1269. Der ewige Jude.

[1038] (S. Müllenhoff a.a.O. S. 160. 547. Jahrb. Bd. IV. S. 152.)


In Holstein und Lauenburg läßt sich hin und wieder der ewige Jude sehen. Er wird nicht hungrig, er wird nicht durstig, er wird nicht alt. Er schläft nur im Freien, nie unter einem Dache. So kam er auch einmal nach Lüneburg, da schlief er auf einem Steine, der vor der Stadt liegt.

Im Sundewitt unweit Bauschau ward er in diesem Jahrhundert auch gesehen. Er trug einen Korb, aus dem Moos herauswuchs.
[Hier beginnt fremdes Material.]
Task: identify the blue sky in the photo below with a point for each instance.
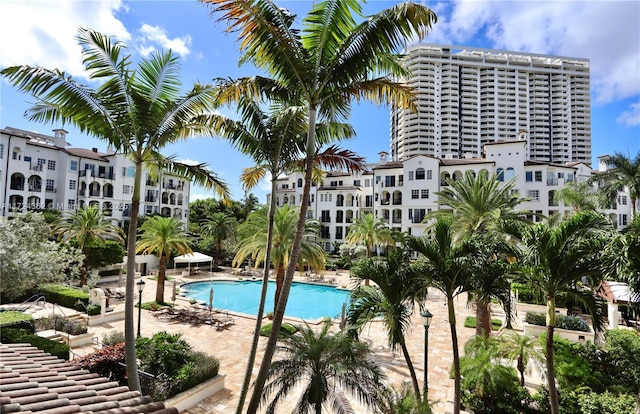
(41, 32)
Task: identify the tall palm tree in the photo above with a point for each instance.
(325, 365)
(557, 255)
(392, 300)
(482, 205)
(624, 172)
(88, 227)
(161, 236)
(444, 263)
(284, 229)
(220, 226)
(331, 60)
(137, 111)
(521, 348)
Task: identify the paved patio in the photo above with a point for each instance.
(232, 345)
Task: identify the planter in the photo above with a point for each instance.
(573, 336)
(187, 399)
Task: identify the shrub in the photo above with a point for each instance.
(16, 319)
(572, 323)
(13, 336)
(65, 296)
(471, 322)
(286, 330)
(106, 362)
(61, 323)
(112, 338)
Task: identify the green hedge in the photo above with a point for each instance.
(18, 336)
(16, 319)
(65, 296)
(571, 323)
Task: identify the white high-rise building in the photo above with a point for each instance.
(468, 97)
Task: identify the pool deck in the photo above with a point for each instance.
(232, 344)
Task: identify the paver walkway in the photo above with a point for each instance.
(232, 345)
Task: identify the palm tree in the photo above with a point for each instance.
(88, 227)
(220, 226)
(325, 365)
(580, 196)
(624, 172)
(391, 300)
(557, 255)
(482, 205)
(330, 61)
(369, 230)
(444, 263)
(255, 244)
(161, 236)
(522, 348)
(137, 111)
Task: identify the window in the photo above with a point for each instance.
(538, 176)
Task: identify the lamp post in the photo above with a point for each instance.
(140, 283)
(426, 321)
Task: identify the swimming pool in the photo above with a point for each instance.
(306, 300)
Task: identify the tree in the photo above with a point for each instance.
(391, 300)
(284, 229)
(160, 236)
(521, 348)
(220, 226)
(443, 263)
(624, 172)
(28, 259)
(325, 365)
(482, 206)
(323, 66)
(88, 227)
(556, 255)
(137, 111)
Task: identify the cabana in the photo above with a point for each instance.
(194, 257)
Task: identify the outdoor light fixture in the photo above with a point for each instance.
(426, 322)
(140, 283)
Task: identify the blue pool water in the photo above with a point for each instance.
(306, 300)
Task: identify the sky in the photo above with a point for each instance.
(42, 33)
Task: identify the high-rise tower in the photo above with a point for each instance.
(469, 96)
Man sagt hier, er dürfe nur am Weihnachtsabend ausruhen, wenn er dann noch auf dem Felde einen Pflug finde, auf den dürfe er sich setzen.
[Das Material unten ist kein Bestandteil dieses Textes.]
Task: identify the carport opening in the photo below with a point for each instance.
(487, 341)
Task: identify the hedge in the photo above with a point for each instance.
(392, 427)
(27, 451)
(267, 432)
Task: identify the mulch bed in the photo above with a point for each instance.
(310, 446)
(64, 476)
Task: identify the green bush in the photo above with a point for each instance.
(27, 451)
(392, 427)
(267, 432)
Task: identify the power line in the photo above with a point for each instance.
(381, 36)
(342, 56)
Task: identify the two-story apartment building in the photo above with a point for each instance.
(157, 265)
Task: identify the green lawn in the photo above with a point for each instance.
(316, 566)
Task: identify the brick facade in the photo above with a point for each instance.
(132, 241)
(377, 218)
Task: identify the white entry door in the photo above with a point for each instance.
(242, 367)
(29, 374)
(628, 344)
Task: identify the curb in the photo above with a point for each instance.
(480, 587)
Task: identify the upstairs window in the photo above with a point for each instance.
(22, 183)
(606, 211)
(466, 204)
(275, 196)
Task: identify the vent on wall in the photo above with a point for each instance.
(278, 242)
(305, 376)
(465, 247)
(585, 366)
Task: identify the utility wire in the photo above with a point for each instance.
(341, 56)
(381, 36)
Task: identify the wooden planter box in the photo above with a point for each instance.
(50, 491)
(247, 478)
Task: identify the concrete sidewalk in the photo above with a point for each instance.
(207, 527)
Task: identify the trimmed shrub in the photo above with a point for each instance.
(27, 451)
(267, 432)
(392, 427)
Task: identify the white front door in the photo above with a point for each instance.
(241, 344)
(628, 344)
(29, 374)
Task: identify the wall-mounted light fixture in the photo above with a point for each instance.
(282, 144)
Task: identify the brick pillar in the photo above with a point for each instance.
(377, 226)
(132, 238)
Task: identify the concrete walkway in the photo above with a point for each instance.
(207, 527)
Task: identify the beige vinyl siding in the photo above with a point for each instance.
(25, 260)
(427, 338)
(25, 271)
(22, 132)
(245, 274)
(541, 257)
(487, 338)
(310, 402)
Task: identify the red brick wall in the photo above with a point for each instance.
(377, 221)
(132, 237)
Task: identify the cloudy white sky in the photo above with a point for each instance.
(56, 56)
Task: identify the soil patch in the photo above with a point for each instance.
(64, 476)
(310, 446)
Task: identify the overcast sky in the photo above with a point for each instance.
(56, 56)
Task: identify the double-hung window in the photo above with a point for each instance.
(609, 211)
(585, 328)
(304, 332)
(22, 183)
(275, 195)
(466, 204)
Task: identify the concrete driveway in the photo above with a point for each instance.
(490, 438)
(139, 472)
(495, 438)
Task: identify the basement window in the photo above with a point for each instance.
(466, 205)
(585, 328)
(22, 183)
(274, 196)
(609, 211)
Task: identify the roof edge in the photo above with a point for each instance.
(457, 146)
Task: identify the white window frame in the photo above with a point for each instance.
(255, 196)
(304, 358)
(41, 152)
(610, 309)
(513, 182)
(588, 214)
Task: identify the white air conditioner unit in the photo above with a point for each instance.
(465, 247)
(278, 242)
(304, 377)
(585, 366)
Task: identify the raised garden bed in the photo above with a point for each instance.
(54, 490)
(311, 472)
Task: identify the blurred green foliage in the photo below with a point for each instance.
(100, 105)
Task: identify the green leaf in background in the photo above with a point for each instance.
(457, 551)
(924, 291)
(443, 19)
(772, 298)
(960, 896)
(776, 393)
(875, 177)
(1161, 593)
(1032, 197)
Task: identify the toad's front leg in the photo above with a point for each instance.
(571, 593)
Einst ging ein junges Bauermädchen aus Seedorf mit ihrem Vater nach Lübeck, und als sie hier ankamen, gingen beide in ein Wirthshaus, der Alte ließ sich einen Schnaps geben, allein ehe er ihn noch wegnehmen konnte, stand auf einmal ein uralter Mann neben ihm, der sagte: »Den Schnaps kann ich wohl austrinken? Prost!« Der Bauer konnte nicht gleich etwas darauf sagen und ohne zu fragen trank nun der Fremde den Schnaps und sagte: »Ich bin der ewige Jude und werde heute Abend noch in Deinem Hause zu Seedorf bei Deiner Tochter sein!« Damit ging er weg. Jene fragten nun den Wirth, ob er den Mann kenne, er sagte darauf: »Ja, den Mann kenne ich ganz gut, das ist der ewige Jude, er ist überall und nirgends und hat keine Ruhe, er wird auch nicht älter als er ist, ich kenne ihn schon seit vielen Jahren, er arbeitet nicht und hat keinen Hunger!« Als sie nun Schlag 12 nach Hause kommen, fragt das Mädchen ihre Schwester, ob etwa ein Mann bei ihr gewesen sei. Sie sagt: »Ja, des Nachmittags beim Dunkelwerden ist ein Mann bei mir gewesen, der mir erzählt hat, er habe meinen Vater und meine Schwester vor einer Stunde zu Lübeck gesprochen, ich solle auch nicht erschrecken, wenn mein Vater sich zu Hause ins Bett legen und nach 24 Stunden todt sein werde.« Ihr Vater war wirklich kaum aus Lübeck zurück, als er auch denselben Tag noch starb. Den Mann hat aber seit der Zeit Niemand wiedergesehen.

Quelle:
Johann Georg Theodor Grässe: Sagenbuch des Preußischen Staates 1–2, Band 2, Glogau 1868/71, S. 1038.